Деревня плавно переходит в городок, дома тут в основном такие, как были, но на кровлях – черепица вместо камыша, фронтоны на них уже не выбелены, а покрашены в цвет малинового мороженого. Тротуар и сейчас есть лишь на правой стороне улицы; после дождя в непролазной черной грязи буксуют даже грузовики. По тротуару катит на велосипеде женщина, везет молоко, которое только что надоила, сынишка ее сидит перед ней на раме, два бидона, висящие на руле, прикрыты накрахмаленными платками с бахромой – чтобы молоко не выплескивалось. Порядок этот – ни хорош, ни плох: он просто устойчив. Тихие соседи рых лят кукурузу на склоне холма, они будут кормить кукурузой свиней, свинину будут есть сами. Утром они выбираются из постелей, вечером падают в постель, днем на заводе поднимают и таскают железные фасонные заготовки, с течением лет орбиты вокруг постели все укорачиваются.

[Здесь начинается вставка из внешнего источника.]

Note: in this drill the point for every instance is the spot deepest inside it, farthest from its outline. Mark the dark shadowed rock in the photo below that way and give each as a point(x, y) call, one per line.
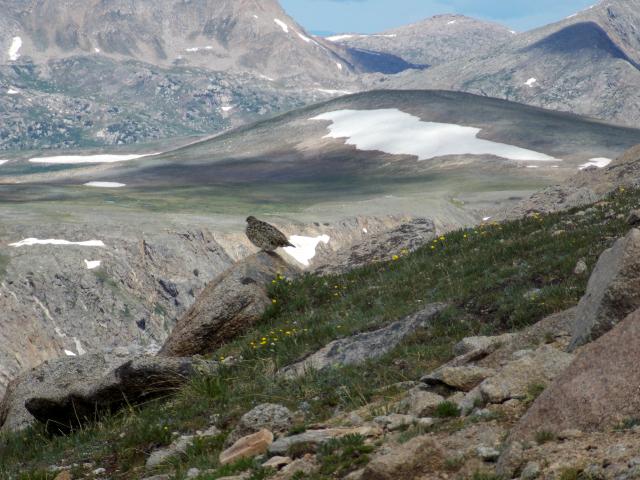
point(364, 346)
point(596, 392)
point(66, 392)
point(612, 293)
point(228, 305)
point(380, 247)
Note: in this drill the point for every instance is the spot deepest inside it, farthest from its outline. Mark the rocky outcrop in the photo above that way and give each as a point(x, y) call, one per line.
point(276, 418)
point(410, 461)
point(247, 447)
point(364, 346)
point(67, 392)
point(597, 391)
point(228, 305)
point(380, 247)
point(612, 293)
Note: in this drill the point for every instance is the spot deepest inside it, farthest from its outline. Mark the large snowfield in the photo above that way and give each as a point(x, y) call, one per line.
point(399, 133)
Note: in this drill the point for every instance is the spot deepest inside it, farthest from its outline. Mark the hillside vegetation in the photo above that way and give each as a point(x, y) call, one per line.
point(495, 278)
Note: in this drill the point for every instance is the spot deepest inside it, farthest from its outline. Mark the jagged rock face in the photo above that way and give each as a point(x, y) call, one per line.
point(67, 392)
point(586, 64)
point(216, 34)
point(613, 291)
point(230, 304)
point(433, 41)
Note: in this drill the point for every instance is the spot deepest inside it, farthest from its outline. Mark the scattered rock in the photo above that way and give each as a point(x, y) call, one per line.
point(359, 348)
point(612, 293)
point(380, 247)
point(247, 447)
point(177, 448)
point(417, 458)
point(277, 462)
point(488, 454)
point(517, 376)
point(481, 344)
point(420, 403)
point(531, 471)
point(396, 421)
point(193, 472)
point(599, 390)
point(633, 219)
point(67, 391)
point(581, 268)
point(318, 437)
point(230, 304)
point(305, 465)
point(460, 378)
point(275, 418)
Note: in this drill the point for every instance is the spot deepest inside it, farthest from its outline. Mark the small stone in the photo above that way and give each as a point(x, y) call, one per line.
point(247, 447)
point(420, 403)
point(581, 268)
point(277, 462)
point(270, 416)
point(488, 454)
point(531, 471)
point(633, 219)
point(395, 421)
point(193, 472)
point(570, 434)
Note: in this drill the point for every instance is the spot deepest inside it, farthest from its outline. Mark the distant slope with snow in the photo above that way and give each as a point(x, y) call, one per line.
point(433, 41)
point(588, 63)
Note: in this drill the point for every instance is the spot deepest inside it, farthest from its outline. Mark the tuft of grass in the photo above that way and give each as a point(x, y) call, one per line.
point(544, 436)
point(482, 273)
point(534, 390)
point(570, 473)
point(447, 410)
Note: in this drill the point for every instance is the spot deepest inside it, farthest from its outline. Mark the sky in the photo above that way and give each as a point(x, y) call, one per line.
point(370, 16)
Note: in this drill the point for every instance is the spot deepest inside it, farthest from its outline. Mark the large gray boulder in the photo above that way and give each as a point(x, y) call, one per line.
point(228, 305)
point(378, 247)
point(364, 346)
point(598, 391)
point(613, 291)
point(69, 391)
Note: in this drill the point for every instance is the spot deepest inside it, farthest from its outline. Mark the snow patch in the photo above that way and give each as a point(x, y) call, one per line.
point(14, 49)
point(92, 264)
point(282, 25)
point(79, 349)
point(399, 133)
point(334, 92)
point(596, 162)
point(28, 242)
point(305, 247)
point(74, 159)
point(105, 184)
point(304, 37)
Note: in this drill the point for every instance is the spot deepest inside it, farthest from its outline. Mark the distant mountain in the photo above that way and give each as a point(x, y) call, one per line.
point(586, 64)
point(78, 73)
point(433, 41)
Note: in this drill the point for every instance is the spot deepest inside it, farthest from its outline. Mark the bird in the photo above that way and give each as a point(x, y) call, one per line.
point(264, 236)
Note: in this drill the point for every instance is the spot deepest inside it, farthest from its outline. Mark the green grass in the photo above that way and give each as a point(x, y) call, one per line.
point(483, 274)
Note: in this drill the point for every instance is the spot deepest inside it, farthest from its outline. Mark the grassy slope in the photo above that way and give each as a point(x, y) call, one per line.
point(496, 278)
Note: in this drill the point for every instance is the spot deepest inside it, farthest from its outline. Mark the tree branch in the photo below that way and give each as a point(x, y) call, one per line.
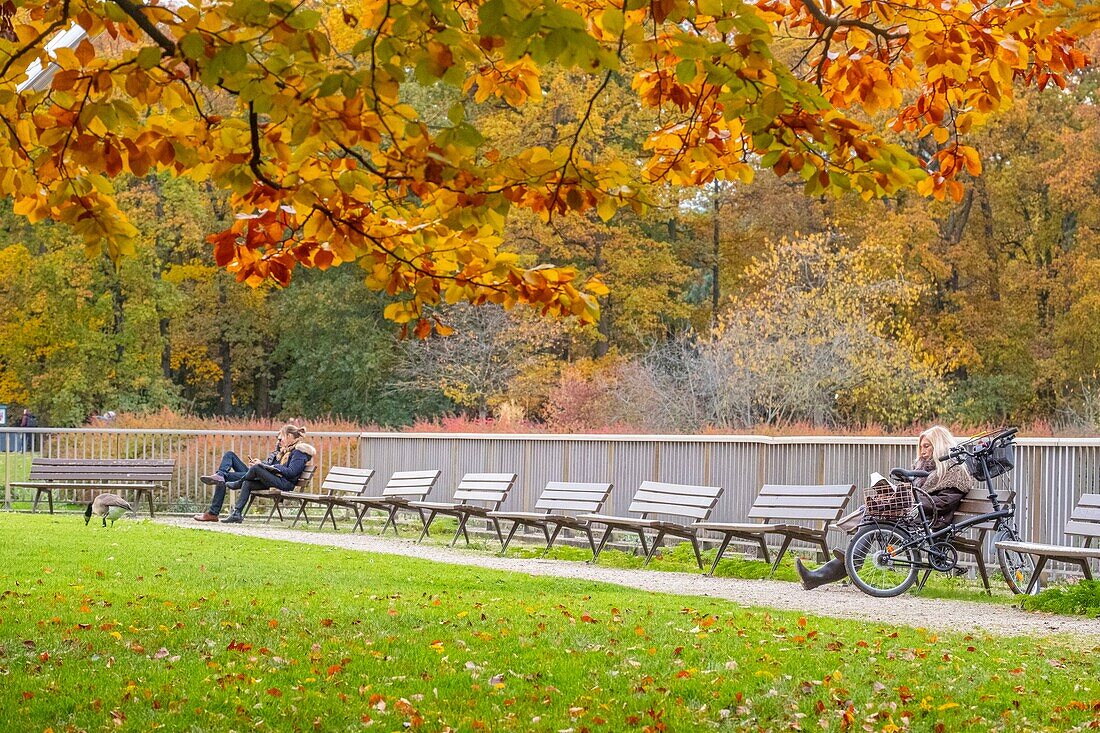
point(144, 23)
point(836, 21)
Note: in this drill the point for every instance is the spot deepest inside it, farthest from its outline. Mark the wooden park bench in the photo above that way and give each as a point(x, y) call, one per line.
point(403, 488)
point(559, 496)
point(666, 499)
point(341, 484)
point(277, 496)
point(1084, 522)
point(477, 494)
point(111, 474)
point(975, 503)
point(780, 507)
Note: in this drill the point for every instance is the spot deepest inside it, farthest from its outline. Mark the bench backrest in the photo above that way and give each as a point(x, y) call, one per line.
point(120, 470)
point(484, 488)
point(1085, 521)
point(674, 499)
point(411, 484)
point(569, 496)
point(777, 503)
point(977, 502)
point(344, 481)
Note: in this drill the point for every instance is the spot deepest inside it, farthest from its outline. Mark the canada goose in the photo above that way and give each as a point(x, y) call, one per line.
point(109, 506)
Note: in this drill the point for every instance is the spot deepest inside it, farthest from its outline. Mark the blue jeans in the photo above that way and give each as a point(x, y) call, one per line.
point(233, 469)
point(255, 479)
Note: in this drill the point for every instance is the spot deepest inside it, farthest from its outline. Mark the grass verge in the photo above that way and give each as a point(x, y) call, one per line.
point(146, 626)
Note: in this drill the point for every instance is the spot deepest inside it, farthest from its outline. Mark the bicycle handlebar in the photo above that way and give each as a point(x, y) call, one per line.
point(979, 444)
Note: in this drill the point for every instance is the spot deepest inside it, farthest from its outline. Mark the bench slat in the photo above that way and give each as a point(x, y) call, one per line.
point(799, 490)
point(680, 489)
point(567, 504)
point(569, 485)
point(831, 502)
point(416, 474)
point(1082, 528)
point(675, 510)
point(480, 495)
point(1086, 514)
point(793, 513)
point(673, 500)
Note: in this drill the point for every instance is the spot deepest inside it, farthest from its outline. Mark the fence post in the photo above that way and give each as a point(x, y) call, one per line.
point(7, 471)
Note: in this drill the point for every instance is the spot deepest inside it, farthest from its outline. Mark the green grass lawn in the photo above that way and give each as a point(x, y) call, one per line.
point(143, 625)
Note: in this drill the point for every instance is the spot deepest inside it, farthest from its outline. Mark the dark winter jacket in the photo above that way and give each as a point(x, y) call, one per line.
point(290, 462)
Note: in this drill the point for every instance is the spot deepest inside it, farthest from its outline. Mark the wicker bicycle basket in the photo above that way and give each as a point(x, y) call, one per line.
point(999, 461)
point(887, 504)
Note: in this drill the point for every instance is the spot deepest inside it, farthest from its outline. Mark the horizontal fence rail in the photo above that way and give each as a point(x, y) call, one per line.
point(1049, 476)
point(196, 453)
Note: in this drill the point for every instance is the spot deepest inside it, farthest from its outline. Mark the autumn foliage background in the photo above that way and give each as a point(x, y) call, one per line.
point(849, 292)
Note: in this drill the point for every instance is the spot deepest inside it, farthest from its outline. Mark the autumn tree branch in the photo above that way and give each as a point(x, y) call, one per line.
point(144, 23)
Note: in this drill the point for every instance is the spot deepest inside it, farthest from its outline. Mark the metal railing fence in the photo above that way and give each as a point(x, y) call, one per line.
point(1049, 476)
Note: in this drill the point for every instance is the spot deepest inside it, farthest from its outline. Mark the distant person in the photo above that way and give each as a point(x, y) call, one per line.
point(29, 419)
point(942, 491)
point(279, 470)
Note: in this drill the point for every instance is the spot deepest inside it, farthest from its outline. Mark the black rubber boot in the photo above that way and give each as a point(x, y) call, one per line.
point(827, 573)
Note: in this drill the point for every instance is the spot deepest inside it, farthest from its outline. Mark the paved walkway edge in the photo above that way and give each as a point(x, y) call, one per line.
point(836, 600)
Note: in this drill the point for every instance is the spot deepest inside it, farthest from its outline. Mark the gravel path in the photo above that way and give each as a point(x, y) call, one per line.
point(835, 600)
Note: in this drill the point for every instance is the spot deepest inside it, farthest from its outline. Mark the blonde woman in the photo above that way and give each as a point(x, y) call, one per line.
point(942, 493)
point(279, 470)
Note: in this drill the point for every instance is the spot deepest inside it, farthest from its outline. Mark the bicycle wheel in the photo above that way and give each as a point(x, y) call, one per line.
point(1018, 568)
point(881, 561)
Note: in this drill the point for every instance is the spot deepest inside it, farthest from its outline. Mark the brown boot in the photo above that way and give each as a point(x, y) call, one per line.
point(829, 572)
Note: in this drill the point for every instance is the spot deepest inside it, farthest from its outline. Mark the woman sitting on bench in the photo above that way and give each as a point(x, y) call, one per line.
point(943, 491)
point(279, 470)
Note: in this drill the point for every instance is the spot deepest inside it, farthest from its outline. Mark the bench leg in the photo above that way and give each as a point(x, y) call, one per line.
point(329, 515)
point(699, 558)
point(592, 544)
point(391, 521)
point(553, 537)
point(600, 547)
point(652, 548)
point(782, 550)
point(722, 548)
point(426, 523)
point(1086, 569)
point(462, 531)
point(983, 572)
point(1038, 571)
point(301, 512)
point(763, 548)
point(512, 533)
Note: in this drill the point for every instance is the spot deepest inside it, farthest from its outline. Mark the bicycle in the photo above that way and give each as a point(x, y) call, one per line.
point(886, 556)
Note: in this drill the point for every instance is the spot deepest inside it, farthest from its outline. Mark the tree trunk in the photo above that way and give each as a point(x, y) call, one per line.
point(715, 239)
point(227, 363)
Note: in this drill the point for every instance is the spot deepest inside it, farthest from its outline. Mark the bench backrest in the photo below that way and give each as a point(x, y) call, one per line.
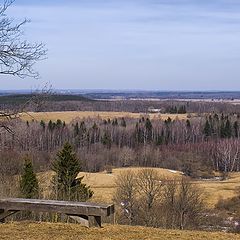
point(69, 208)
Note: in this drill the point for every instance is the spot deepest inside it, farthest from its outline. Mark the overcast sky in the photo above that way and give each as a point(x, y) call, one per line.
point(133, 44)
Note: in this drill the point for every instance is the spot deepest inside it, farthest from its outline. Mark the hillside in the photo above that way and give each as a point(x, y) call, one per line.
point(18, 99)
point(68, 116)
point(45, 231)
point(103, 184)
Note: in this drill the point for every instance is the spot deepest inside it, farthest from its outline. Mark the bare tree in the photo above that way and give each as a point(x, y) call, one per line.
point(126, 194)
point(17, 56)
point(183, 204)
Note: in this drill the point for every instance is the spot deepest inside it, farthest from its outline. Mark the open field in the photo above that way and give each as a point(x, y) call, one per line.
point(69, 116)
point(52, 231)
point(103, 184)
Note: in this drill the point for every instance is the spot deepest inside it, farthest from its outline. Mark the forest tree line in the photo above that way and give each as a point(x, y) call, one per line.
point(197, 146)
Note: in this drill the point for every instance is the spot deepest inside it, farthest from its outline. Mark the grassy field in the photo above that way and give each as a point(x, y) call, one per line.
point(69, 116)
point(103, 184)
point(51, 231)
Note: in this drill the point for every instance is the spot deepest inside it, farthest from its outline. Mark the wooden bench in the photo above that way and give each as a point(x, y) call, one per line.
point(88, 214)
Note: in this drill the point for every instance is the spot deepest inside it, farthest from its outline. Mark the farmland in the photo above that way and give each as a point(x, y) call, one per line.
point(103, 184)
point(47, 231)
point(68, 116)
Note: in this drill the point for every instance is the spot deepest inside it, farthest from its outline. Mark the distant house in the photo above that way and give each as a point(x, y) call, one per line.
point(154, 110)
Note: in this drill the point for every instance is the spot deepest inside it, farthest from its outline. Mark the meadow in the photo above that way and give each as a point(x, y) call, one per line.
point(51, 231)
point(68, 116)
point(103, 184)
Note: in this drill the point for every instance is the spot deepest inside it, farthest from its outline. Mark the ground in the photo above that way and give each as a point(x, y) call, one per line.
point(69, 116)
point(103, 184)
point(53, 231)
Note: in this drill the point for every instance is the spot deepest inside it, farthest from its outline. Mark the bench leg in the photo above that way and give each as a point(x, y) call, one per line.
point(4, 214)
point(83, 220)
point(95, 221)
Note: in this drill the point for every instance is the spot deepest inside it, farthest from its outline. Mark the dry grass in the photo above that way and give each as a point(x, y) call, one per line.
point(51, 231)
point(69, 116)
point(103, 184)
point(214, 190)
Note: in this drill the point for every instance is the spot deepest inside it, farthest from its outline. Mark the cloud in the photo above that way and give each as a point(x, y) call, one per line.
point(127, 43)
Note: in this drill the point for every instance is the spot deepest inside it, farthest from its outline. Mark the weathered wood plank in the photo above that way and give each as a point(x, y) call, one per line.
point(74, 208)
point(88, 214)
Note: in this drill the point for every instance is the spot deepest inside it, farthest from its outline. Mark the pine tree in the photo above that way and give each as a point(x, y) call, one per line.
point(42, 124)
point(228, 129)
point(66, 185)
point(207, 129)
point(236, 129)
point(28, 183)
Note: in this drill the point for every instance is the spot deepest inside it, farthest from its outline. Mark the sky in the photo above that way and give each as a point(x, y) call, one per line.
point(133, 44)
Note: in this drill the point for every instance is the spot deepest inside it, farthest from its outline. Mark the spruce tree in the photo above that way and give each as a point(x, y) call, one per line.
point(66, 185)
point(28, 183)
point(207, 129)
point(236, 129)
point(228, 129)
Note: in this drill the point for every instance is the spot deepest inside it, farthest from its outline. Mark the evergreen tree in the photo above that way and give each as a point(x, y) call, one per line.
point(28, 183)
point(59, 123)
point(228, 129)
point(207, 129)
point(66, 185)
point(50, 125)
point(123, 122)
point(42, 124)
point(236, 129)
point(76, 129)
point(188, 123)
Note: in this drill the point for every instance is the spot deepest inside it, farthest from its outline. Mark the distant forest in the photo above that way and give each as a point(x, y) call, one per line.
point(60, 102)
point(197, 146)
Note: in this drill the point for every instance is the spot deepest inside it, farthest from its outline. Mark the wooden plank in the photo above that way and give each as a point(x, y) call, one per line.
point(88, 214)
point(4, 214)
point(69, 208)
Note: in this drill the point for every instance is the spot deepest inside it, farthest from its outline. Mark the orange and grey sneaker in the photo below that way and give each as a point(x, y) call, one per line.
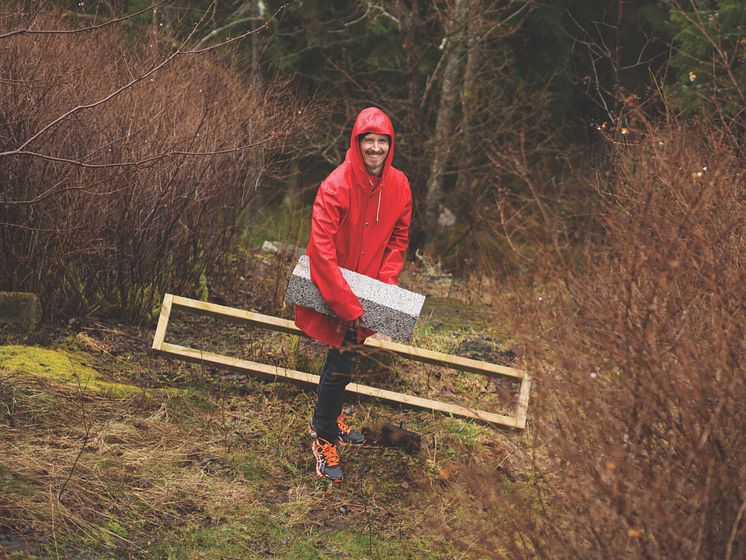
point(327, 460)
point(346, 435)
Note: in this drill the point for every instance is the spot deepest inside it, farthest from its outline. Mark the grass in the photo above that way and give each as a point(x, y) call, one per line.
point(111, 452)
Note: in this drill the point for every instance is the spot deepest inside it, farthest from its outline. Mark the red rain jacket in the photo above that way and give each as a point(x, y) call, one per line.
point(361, 223)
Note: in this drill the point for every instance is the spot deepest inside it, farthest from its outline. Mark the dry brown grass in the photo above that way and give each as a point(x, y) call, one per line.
point(137, 213)
point(639, 359)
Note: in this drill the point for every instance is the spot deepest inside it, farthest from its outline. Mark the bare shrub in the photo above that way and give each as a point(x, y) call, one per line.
point(638, 418)
point(159, 172)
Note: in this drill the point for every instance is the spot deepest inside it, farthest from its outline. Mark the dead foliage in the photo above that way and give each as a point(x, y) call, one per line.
point(113, 203)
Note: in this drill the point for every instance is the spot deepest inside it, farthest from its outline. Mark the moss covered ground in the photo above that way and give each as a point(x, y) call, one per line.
point(108, 451)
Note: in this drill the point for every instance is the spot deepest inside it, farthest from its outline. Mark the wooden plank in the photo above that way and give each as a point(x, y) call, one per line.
point(410, 352)
point(201, 357)
point(523, 395)
point(236, 315)
point(160, 331)
point(442, 359)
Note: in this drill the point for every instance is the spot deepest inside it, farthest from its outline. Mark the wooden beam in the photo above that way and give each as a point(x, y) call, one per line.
point(523, 394)
point(283, 325)
point(275, 372)
point(403, 350)
point(160, 331)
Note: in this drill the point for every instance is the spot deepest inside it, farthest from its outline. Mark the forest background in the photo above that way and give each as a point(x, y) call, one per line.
point(585, 156)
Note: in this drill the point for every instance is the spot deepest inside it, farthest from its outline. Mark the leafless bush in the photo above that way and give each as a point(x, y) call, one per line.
point(638, 417)
point(119, 202)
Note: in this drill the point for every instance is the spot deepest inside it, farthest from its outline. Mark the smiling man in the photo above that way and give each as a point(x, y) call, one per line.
point(360, 221)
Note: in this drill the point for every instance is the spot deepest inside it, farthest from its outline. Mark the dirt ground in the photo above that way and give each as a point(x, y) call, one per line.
point(109, 451)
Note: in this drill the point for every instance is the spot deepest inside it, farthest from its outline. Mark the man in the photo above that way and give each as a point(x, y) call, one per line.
point(360, 221)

Проносится грозовой ливень, ветер шумит в ветвях ореха, крестьянская горница с темно-коричневым потолком погружается в сумрак. Я лежу на постели, бормочу себе под нос: сердце ноет, ноги ноют, пора убираться ко всем чертям. Различия сглаживаются, я лежу в лоне времени, оно уносит меня, словно река упавшую ветку.